Database creation SQL tasks included one or more failures (see above).
Database VMart1 created successfully, some nodes may have had startup problems.
Then, when I wanted to switch to Public IP address, remove the private IP address of the rest 2 nodes in server 172.16.133.44 and add public IP address, everything is normal.
However deleting “172.16.133.44” with the node which is connected with public IP ,previous error happened again as belows:
[root@asd ~]# /opt/vertica/sbin/update_vertica --remove-hosts '172.16.133.44'
Vertica Analytic Database 10.0.0-0 Installation Tool
Validating options...
Mapping hostnames in --remove-hosts (-R) to addresses...
Error: cannot find which cluster host is the local host.
Hint: Is this node in the cluster? Did its IP address change?
Installation FAILED with errors.
Installation stopped before any changes were made.
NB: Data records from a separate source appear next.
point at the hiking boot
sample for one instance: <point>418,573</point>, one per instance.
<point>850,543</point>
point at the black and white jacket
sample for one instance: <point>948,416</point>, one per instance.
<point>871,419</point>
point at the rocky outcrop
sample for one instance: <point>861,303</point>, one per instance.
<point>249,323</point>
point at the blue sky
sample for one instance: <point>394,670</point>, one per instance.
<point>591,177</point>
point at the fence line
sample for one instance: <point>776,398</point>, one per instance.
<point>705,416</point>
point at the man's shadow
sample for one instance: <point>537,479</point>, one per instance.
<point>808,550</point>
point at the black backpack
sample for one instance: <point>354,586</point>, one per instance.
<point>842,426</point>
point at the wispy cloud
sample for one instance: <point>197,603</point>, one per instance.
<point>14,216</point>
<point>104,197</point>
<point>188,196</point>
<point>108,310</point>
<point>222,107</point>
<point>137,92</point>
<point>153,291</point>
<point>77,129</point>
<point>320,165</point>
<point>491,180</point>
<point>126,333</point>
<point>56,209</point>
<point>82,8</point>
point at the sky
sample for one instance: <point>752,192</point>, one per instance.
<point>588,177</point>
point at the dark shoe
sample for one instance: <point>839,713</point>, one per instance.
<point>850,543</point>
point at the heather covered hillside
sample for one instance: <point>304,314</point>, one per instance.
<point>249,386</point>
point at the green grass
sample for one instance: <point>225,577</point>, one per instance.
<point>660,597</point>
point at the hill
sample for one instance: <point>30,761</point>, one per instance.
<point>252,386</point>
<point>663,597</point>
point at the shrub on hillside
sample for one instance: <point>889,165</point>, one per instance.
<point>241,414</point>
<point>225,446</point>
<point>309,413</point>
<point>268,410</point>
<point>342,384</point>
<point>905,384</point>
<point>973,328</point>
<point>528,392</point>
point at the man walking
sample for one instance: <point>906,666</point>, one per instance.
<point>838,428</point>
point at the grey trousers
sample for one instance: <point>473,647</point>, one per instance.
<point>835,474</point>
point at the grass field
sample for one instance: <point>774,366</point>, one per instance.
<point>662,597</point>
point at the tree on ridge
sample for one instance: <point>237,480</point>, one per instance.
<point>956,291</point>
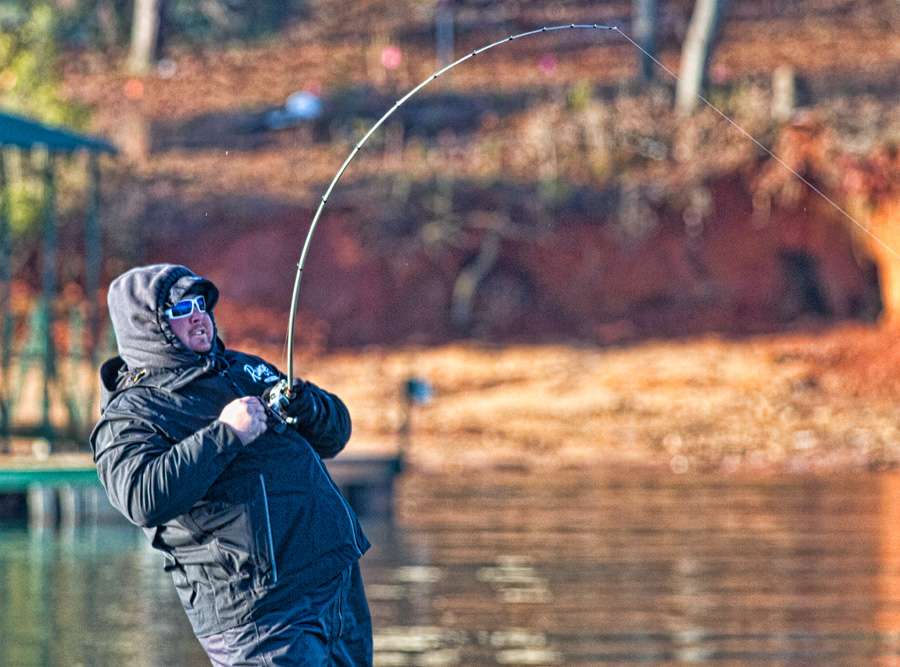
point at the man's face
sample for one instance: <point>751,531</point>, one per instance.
<point>195,331</point>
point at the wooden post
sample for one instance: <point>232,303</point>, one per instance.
<point>443,28</point>
<point>784,92</point>
<point>48,295</point>
<point>5,293</point>
<point>144,35</point>
<point>645,15</point>
<point>93,262</point>
<point>696,51</point>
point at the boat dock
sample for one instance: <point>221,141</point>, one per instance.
<point>63,489</point>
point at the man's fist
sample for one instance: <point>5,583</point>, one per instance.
<point>246,416</point>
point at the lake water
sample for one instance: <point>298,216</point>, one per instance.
<point>573,568</point>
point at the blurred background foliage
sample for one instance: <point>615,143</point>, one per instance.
<point>107,23</point>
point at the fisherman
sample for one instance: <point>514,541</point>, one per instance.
<point>262,547</point>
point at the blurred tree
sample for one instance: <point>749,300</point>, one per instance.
<point>696,51</point>
<point>444,28</point>
<point>645,18</point>
<point>29,82</point>
<point>30,85</point>
<point>144,35</point>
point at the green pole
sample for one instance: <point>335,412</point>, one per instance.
<point>48,281</point>
<point>5,290</point>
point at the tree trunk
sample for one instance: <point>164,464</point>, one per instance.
<point>645,20</point>
<point>696,52</point>
<point>144,35</point>
<point>444,29</point>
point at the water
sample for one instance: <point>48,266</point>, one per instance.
<point>575,568</point>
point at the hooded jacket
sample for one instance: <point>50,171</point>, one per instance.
<point>242,528</point>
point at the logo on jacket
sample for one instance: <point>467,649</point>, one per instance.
<point>261,373</point>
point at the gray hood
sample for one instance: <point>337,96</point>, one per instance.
<point>137,300</point>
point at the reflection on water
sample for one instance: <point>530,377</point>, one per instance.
<point>579,568</point>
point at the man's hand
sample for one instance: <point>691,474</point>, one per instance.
<point>246,416</point>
Below is the admintools.log
[root@asd ~]# cat /opt/vertica/config/admintools.conf
[SSHConfig]
ssh_user =
ssh_ident =
ssh_options = -oConnectTimeout=30 -o TCPKeepAlive=no -o ServerAliveInterval=15 -o ServerAliveCountMax=2 -o StrictHostKeyChecking=no -o BatchMode=yes
[BootstrapParameters]
awsendpoint = null
awsregion = null
[Configuration]
format = 3
install_opts = --add-hosts '47.114.xxx.xx' --rpm 'vertica-10.0.0-0.x86_64.RHEL6.rpm'
default_base = /home/dbadmin
controlmode = broadcast
controlsubnet = default
spreadlog = False
last_port = 5433
tmp_dir = /tmp
ipv6 = False
atdebug = False
atgui_default_license = False
unreachable_host_caching = True
aws_metadata_conn_timeout = 2
rebalance_shards_timeout = 36000
database_state_change_poll_timeout = 21600
wait_for_shutdown_timeout = 3600
pexpect_verbose_logging = False
sync_catalog_retries = 2000
admintools_config_version = 109
[Cluster]
hosts = 172.16.133.46,47.114.xx.xx
[Nodes]
node0001 = 172.16.133.46,/home/dbadmin,/home/dbadmin
node0002 = 47.114.xx.xx,/home/dbadmin,/home/dbadmin
Thanks in advance.
Answers
Hello team, please kindly check the issue and assist. Many thanks
If you are still facing this issue, please reinstall the Vertica runtime and run install_vertica script with the private IPs. Then, if you see all nodes cannot be UP, please share the log files with me.